So wurden rund um das Sofioter Viertel Fakulteta zu Beginn der Coronavirus-Pandemie Checkpoints errichtet, weil die bulgarische Regierung annahm, dass in dem Roma-Viertel der Erreger mehr grassieren würde. Außerhalb des Viertels konnten sich die Bürger frei bewegen. Ähnliches geschah auch in anderen bulgarischen Städten. In Bourgas beschloss die Stadtregierung im März, Drohnen, die mit Temperaturmessgeräten ausgestattet sind, über die Roma-Siedlungen fliegen zu lassen. Die Menschenrechtsorganisation Amnesty International kritisierte diese Pandemie-Politik der bulgarischen Behörden als „diskriminierend und befremdlich“.

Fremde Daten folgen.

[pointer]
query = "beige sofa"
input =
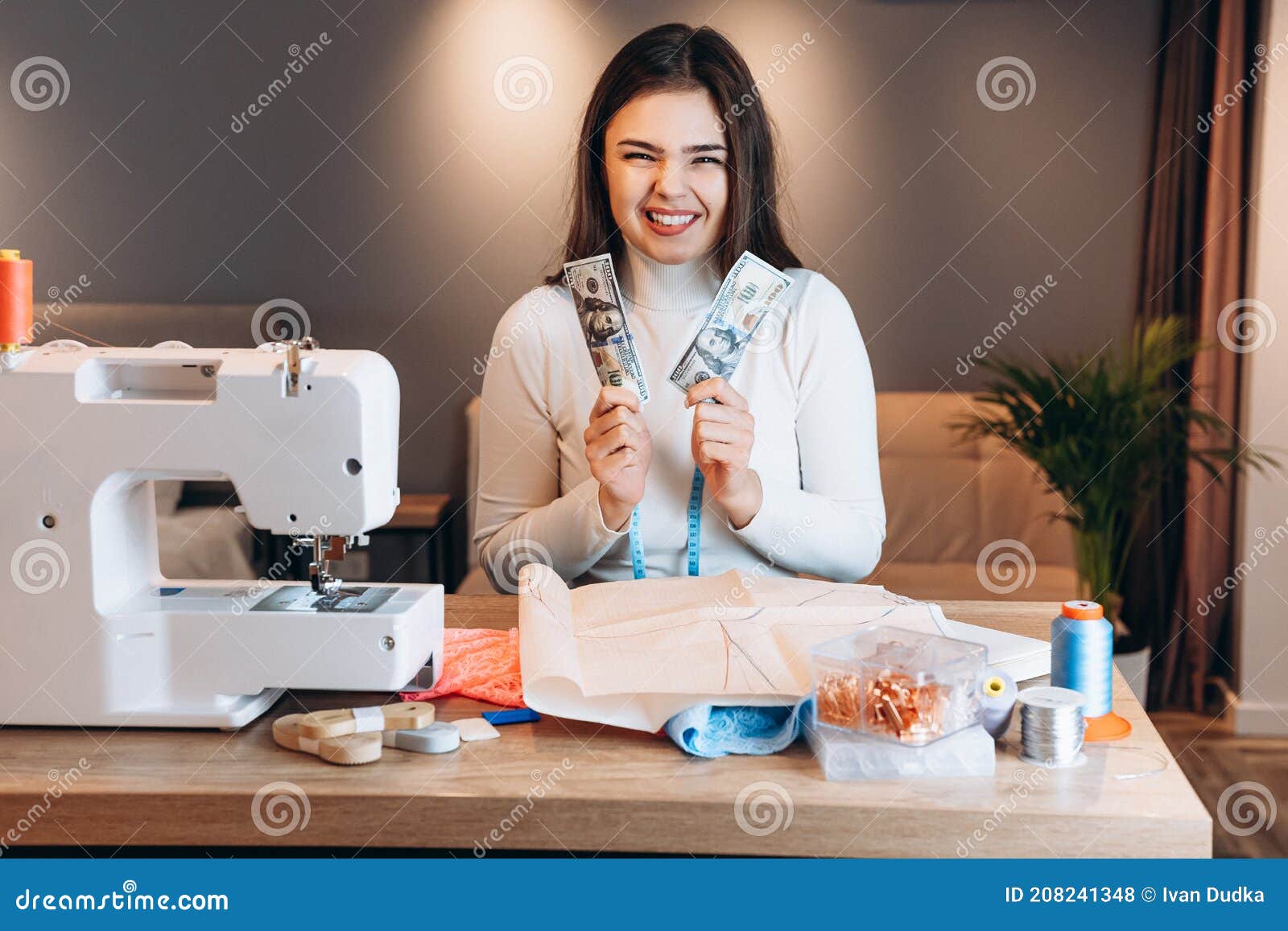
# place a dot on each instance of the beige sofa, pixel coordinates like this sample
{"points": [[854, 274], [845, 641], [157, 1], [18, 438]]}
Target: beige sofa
{"points": [[947, 502]]}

In Südosteuropa kommen durch die sozialen und wirtschaftlichen Probleme genau jene unter Druck, die ohnehin am Rande der Gesellschaft stehen: die Roma. In allen südosteuropäischen Staaten sind seit Jahren Videos im Umlauf, in denen Menschen sich auf bösartige Art über Roma lustig machen. Diese Menschen, die oft keinen Zugang zu Bildung oder sozialen Aufstieg haben, werden öffentlich verspottet. Kürzlich kursierte ein Video, in dem Polizeibeamte eine Gruppe von Roma-Männern angreifen. Zivilgesellschaftliche Organisationen forderten den rumänischen Staatspräsidenten Klaus Iohannis dazu auf, Innenminister Marcel Vela des Amtes zu entlassen. Das Video wurde in Bolintin Vale in Südrumänien aufgenommen. Der örtliche Polizeichef, der der Hauptprotagonist der Szene war, wurde von seinem Posten entfernt.

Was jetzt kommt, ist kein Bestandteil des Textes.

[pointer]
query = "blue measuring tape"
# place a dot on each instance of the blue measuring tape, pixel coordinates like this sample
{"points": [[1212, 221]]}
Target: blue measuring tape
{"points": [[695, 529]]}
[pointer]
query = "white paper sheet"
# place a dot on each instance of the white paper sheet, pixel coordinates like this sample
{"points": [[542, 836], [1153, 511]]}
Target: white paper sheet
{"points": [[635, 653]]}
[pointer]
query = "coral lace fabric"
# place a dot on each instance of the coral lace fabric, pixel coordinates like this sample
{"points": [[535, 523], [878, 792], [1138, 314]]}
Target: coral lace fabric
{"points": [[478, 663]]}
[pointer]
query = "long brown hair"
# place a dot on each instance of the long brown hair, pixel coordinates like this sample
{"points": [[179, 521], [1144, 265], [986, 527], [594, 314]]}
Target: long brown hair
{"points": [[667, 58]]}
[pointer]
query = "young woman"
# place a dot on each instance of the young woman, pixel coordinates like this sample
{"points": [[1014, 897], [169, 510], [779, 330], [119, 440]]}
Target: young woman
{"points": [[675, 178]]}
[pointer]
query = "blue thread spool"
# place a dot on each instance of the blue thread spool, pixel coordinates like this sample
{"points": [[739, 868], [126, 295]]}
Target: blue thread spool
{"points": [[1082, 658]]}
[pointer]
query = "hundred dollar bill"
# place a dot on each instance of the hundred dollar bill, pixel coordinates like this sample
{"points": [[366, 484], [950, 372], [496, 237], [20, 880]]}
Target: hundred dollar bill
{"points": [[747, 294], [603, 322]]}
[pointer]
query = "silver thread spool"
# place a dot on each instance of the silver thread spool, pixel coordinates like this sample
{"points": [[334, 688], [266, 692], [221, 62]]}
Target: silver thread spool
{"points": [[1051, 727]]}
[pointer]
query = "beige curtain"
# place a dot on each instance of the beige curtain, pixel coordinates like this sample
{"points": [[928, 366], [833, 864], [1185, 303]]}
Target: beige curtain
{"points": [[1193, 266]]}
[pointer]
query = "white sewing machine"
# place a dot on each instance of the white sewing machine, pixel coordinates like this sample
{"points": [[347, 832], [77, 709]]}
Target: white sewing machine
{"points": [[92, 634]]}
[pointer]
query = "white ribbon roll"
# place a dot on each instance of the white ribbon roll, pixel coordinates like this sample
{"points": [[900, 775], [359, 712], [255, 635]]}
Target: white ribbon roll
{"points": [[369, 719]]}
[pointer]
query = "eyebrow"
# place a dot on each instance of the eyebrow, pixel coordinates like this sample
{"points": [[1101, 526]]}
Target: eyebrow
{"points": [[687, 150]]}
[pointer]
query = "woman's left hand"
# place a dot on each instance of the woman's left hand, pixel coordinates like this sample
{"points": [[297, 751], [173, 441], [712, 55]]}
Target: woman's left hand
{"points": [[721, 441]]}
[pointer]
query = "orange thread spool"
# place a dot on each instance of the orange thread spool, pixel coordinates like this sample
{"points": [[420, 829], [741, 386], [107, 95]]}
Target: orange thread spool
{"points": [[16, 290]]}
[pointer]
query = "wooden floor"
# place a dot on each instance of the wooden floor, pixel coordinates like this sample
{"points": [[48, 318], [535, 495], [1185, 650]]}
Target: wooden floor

Wie in allen anderen südosteuropäischen Staaten haben die rigiden Ausgangsbeschränkungen während der Corona-Krise auch der Polizei weitreichende Möglichkeiten eingeräumt, Strafen zu verhängen. In der Zeit der Notstandsverordnungen werden jene zu Sündenböcken, die sich am wenigsten wehren können. Die Region rund um die rumänische Stadt Tandarei wurde abgeriegelt, nachdem viele Menschen hier zuvor positiv auf das Coronavirus getestet worden sind. Während der Pandemie wurden die Roma nun von Rechtsextremen kollektiv als Gesundheitsrisiko dargestellt. Die Stadt Tandarei war in den letzten Jahren wegen Menschenschmuggels in den Schlagzeilen, weil Kinder aus Tandarei nach Großbritannien zum Betteln geschickt worden waren.

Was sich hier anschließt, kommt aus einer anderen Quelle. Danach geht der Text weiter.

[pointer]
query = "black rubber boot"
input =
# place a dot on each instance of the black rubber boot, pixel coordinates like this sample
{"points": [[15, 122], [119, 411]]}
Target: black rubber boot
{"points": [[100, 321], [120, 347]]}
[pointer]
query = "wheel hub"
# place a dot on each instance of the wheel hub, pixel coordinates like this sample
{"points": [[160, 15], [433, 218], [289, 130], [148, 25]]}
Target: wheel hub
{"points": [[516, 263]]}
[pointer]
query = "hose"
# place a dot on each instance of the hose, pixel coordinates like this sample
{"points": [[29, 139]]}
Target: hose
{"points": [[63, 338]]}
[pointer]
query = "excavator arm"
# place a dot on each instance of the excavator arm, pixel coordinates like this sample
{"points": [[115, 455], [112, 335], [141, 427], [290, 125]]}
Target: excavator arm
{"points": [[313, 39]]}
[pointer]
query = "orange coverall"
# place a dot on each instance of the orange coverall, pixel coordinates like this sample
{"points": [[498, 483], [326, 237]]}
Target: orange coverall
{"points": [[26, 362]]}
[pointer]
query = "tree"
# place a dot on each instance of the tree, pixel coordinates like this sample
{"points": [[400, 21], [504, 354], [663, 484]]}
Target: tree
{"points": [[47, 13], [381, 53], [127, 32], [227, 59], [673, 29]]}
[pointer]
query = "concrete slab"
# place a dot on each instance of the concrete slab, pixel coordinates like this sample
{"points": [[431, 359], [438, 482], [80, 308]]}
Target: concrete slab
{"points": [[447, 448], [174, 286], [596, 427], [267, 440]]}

Viele Roma aus Tandarei sind in den vergangenen Jahren nach Italien, Spanien, Deutschland, Großbritannien und Frankreich ausgewandert. Und manche von ihnen – wie auch andere Zehntausende Rumänen – sind nach Ausbruch der Pandemie nach Rumänien zurückgekehrt. Denn viele von ihnen haben ihre Jobs in den anderen EU-Staaten verloren, waren dort meist nicht offiziell registriert oder versichert.

Die meisten Roma in Südosteuropa hatten jedoch auch vor Covid-19 keine sozialversicherungspflichtigen Jobs. In Südosteuropa liegt die Beschäftigungsrate von Roma zwischen elf und 22 Prozent. Am schlimmsten ist die Situation in Bosnien-Herzegowina, am vergleichsweise besten in Nordmazedonien. Viele Roma sind Kleinhändler, die an Straßenständen etwas verkaufen – diese Möglichkeit ist nun zur Gänze weggefallen.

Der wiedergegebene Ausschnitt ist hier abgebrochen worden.